Gefährdetes Klima
4. Welche Auswirkungen hat die Gefährdung des Klimas auf das Verhältnis zwischen Nord und Süd?
(92) In den Diskussionen um die Erhaltung des weltweiten ökologischen Gleichgewichts und die ökologischen Gefährdungen unserer Wohlstandsgesellschaft werden die Länder des Südens mit ihren Entwicklungsansprüchen und wachsenden Bevölkerungszahlen von den entwickelten Gesellschaften des Nordens häufig als Bedrohung empfunden. Dies gilt gerade auch für die Klimaproblematik. Die Abholzung der tropischen Regenwälder wie auch der zunehmende Energieverbrauch und dadurch steigende CO2-Ausstoß durch wirtschaftliche Entwicklungsanstrengungen und Bevölkerungswachstum in Entwicklungsländern werden von vielen Menschen aus der industrialisierten Welt für die drohende Klimaveränderung mit ihren Gefährdungen für das eigene Wohlstandsmodell verantwortlich gemacht. Die Zahlen für kommerzielle Energie weisen in der Tat einen im Vergleich zu den Industriestaaten stärker ansteigenden Energieverbrauch für Entwicklungsländer aus. Die Zuwachsrate lag zwischen 1980 - 1990 für Länder mit niedrigem Einkommen bei 5,5 %, für Länder mit mittlerem Einkommen bei 3,6 % und für die Industriestaaten bei 1,5 %. Durch Abholzung und steigenden Energiekonsum werden auch höhere Zuwachsraten für CO2Emissionen in Entwicklungsländern als in den Industriestaaten erwartet.
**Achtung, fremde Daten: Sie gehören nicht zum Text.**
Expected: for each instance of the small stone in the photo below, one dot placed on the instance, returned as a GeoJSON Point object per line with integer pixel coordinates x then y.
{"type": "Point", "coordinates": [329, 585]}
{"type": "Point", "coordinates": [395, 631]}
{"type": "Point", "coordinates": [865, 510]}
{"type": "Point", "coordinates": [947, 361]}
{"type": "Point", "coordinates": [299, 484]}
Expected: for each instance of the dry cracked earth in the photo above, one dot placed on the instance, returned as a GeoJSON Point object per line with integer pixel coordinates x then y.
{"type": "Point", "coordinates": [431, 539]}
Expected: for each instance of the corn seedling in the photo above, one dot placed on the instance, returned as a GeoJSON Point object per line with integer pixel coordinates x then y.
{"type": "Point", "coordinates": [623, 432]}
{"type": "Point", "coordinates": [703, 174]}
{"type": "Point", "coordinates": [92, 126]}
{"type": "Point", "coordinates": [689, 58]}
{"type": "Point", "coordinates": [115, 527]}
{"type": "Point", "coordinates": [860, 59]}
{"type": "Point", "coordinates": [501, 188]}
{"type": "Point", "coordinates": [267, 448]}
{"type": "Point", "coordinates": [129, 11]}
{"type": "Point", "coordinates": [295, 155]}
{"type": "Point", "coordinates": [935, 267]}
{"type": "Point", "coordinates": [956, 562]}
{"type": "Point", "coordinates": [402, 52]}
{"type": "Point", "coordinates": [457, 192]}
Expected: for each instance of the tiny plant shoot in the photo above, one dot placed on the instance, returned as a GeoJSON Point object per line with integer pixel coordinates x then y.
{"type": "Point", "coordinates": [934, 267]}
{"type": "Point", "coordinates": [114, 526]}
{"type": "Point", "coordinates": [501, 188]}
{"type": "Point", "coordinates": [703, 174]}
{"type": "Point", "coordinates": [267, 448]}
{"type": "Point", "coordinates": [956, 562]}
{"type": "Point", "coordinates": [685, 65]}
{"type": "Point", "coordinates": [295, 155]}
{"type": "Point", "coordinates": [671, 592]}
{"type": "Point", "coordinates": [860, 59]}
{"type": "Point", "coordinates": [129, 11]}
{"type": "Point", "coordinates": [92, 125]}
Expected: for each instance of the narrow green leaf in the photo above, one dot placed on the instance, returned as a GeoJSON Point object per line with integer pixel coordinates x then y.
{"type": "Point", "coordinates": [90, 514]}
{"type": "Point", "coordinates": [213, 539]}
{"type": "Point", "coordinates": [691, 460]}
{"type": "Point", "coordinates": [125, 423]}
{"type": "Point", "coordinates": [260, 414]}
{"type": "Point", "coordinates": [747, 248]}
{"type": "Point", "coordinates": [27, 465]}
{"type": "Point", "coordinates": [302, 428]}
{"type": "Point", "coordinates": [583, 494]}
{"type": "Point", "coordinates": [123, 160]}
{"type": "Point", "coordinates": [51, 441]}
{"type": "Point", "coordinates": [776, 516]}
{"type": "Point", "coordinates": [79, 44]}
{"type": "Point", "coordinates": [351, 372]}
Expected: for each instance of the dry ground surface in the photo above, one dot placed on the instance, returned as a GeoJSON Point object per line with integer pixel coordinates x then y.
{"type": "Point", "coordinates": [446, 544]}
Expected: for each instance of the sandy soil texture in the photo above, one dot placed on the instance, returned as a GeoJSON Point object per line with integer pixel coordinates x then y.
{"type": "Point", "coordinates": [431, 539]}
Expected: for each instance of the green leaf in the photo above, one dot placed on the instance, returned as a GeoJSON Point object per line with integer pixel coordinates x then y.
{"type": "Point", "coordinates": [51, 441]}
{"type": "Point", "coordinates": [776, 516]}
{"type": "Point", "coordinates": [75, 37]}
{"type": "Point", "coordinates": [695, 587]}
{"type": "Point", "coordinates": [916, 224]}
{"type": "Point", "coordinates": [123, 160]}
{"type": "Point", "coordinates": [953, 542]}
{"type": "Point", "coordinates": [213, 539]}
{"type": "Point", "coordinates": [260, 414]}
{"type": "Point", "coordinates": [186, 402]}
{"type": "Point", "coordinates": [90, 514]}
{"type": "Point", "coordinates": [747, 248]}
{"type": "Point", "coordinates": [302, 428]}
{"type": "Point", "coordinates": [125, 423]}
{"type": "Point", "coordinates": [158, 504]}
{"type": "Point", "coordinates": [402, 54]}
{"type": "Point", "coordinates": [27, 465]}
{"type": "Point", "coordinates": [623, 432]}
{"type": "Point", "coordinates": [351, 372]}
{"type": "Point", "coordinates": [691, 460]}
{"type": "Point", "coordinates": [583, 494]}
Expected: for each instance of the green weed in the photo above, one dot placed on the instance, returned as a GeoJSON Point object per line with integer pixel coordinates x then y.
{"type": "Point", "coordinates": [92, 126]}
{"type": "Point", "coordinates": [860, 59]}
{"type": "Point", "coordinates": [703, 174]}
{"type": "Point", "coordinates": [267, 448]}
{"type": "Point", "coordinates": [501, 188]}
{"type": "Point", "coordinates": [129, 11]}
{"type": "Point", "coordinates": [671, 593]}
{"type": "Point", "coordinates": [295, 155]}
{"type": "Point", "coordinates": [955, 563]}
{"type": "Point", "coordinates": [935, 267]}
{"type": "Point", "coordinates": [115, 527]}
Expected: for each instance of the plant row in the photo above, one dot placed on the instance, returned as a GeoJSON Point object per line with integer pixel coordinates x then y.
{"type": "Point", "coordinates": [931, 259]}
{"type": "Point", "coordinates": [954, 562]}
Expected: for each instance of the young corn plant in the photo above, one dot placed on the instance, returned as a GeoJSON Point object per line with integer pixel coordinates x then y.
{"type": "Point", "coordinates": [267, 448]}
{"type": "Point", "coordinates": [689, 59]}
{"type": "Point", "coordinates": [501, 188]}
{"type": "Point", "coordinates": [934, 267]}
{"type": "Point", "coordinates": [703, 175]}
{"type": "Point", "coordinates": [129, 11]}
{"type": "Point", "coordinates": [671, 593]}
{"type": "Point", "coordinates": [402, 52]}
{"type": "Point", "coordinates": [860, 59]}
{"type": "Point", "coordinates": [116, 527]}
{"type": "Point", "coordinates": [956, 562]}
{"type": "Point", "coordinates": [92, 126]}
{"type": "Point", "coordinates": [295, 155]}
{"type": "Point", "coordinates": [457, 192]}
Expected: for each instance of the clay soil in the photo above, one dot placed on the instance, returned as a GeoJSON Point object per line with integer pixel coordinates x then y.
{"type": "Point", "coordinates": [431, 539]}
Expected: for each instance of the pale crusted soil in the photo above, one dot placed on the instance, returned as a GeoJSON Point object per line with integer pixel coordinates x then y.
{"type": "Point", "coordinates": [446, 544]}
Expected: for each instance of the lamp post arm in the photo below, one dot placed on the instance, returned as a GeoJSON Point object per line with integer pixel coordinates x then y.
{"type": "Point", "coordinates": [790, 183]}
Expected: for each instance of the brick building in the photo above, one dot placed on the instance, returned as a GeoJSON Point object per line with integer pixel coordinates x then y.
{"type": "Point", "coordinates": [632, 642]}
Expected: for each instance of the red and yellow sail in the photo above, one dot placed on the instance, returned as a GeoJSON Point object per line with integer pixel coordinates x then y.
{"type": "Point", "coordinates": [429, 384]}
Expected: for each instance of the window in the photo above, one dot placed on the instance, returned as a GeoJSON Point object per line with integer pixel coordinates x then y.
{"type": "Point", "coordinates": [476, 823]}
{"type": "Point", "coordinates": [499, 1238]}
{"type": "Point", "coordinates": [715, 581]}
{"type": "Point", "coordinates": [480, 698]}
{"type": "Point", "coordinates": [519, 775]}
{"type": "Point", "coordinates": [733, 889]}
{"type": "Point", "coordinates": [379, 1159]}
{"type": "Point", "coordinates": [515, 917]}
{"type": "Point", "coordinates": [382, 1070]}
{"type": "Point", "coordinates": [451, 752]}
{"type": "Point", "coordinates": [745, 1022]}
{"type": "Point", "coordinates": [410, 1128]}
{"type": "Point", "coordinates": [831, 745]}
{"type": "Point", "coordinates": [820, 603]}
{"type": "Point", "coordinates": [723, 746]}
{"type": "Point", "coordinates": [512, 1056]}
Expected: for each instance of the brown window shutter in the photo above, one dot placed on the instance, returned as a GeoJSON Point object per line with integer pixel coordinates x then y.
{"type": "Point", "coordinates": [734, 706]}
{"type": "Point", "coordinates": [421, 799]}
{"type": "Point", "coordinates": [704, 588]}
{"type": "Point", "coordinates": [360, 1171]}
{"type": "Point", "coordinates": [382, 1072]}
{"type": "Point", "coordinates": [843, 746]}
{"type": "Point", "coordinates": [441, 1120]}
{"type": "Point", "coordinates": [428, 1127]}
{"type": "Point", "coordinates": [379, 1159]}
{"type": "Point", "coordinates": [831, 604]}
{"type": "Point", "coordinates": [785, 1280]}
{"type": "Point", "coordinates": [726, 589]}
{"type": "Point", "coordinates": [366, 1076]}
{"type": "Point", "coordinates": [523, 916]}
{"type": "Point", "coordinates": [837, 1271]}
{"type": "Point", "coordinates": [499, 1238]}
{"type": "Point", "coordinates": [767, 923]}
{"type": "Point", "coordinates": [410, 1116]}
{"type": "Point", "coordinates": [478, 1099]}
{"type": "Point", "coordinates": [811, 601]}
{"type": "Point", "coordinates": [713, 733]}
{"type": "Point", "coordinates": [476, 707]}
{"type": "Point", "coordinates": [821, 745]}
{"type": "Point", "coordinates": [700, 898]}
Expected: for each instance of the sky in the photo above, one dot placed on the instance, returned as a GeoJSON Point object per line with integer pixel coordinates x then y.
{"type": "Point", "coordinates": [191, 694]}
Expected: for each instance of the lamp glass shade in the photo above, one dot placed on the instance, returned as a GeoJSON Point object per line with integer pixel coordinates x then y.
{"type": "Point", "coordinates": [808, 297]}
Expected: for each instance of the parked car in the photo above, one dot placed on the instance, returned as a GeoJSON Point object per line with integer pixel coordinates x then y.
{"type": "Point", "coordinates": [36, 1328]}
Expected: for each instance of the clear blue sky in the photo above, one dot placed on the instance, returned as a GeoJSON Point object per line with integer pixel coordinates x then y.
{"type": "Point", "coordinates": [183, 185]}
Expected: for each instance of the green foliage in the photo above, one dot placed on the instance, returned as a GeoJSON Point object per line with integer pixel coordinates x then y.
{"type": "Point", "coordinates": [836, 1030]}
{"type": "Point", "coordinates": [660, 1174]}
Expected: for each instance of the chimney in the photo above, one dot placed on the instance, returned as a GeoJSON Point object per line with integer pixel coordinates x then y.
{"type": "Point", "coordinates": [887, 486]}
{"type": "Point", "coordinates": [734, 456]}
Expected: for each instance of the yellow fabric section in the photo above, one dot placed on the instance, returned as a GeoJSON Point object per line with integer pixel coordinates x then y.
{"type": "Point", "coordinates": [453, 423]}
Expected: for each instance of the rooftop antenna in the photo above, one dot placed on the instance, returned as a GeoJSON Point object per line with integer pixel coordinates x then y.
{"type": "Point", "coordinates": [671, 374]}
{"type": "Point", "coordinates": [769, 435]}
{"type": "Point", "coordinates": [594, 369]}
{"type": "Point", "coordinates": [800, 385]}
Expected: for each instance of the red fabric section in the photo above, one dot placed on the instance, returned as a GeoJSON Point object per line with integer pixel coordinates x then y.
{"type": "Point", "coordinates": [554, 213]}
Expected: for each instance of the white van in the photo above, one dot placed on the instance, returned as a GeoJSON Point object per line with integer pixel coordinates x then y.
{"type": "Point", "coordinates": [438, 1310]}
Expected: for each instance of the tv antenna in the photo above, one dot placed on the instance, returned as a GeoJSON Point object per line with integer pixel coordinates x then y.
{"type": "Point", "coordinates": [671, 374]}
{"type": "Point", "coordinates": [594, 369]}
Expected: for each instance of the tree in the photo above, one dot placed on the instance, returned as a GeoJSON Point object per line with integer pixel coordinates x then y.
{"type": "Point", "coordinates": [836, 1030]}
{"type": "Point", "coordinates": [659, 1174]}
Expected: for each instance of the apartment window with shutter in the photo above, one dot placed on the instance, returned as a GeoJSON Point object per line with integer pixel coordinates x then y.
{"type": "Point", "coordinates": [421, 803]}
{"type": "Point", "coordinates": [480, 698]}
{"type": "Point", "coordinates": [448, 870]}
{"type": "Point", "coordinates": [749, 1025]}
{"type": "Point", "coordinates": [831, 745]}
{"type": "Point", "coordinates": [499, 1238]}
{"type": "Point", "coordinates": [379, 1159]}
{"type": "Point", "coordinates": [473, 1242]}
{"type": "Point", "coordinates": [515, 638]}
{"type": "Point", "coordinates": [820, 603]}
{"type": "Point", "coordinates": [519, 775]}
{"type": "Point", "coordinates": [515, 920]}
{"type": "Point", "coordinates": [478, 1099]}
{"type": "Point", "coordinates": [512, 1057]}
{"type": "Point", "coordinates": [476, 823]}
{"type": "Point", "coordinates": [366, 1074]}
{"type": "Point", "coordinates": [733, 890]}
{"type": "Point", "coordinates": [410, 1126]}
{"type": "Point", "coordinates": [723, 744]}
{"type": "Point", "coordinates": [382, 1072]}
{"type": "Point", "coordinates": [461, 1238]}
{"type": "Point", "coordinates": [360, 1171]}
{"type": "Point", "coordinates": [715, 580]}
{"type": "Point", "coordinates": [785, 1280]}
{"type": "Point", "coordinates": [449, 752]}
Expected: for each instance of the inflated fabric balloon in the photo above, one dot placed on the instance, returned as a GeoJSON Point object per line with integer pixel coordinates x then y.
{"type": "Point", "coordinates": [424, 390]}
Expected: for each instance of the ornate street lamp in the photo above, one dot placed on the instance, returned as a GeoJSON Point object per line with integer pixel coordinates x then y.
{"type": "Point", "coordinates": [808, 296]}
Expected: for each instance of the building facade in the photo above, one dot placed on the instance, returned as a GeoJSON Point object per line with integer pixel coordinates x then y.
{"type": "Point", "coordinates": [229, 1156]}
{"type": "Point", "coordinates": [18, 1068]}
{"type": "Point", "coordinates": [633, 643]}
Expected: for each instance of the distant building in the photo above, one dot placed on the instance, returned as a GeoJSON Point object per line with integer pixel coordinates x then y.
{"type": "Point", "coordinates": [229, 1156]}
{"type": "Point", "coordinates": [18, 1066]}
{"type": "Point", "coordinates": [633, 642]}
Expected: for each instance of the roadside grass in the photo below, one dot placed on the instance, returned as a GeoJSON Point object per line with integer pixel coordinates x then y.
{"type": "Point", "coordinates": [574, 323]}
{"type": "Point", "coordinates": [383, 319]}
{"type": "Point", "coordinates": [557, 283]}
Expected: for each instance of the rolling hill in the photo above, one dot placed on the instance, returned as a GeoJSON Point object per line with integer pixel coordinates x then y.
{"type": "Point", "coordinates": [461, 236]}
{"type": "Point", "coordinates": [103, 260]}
(93) Vergegenwärtigt man sich jedoch die unterschiedlichen Konsumstandards in Nord und Süd, die sich in unterschiedlichen Verbrauchszahlen von Energie und Rohstoffen niederschlagen, so wendet sich dieses Bedrohungsszenario gegen die Industriestaaten. Die Industriestaaten mit ca. 23 % der Weltbevölkerung verbrauchen derzeit ca. 85 % der Hölzer, konsumieren 70 % der kommerziellen Weltenergieproduktion und verursachen 80 % der weltweiten CO2Emissionen. Allein die USA mit nur 5 % der Weltbevölkerung verbrauchen 40 % aller weltweit geförderten Rohstoffe und 25 % der kommerziellen Energie. Sie beanspruchen pro Jahr 76 Mio. t Papier, Pappe und Karton, knapp ein Drittel der Weltproduktion. Ein Bürger aus einem industrialisierten Land bedeutet für die Biosphäre eine weit größere Belastung als ein armer Einwohner eines Entwicklungslandes. Der durchschnittliche Verbrauch an kommerzieller Energie pro Kopf betrug in Afrika 14, in Asien 20, in Lateinamerika 37, in den damaligen Staaten mit zentraler Planwirtschaft 167 und in den Industriestaaten 185 Gigajoules. Auf ein Auto kommen in Asien 121, in Afrika 75, in Lateinamerika 15, in Westeuropa 3 und in den USA 2 Einwohner. Auf die USA und Westeuropa entfallen allein 65 % der weltweit genutzten Autos.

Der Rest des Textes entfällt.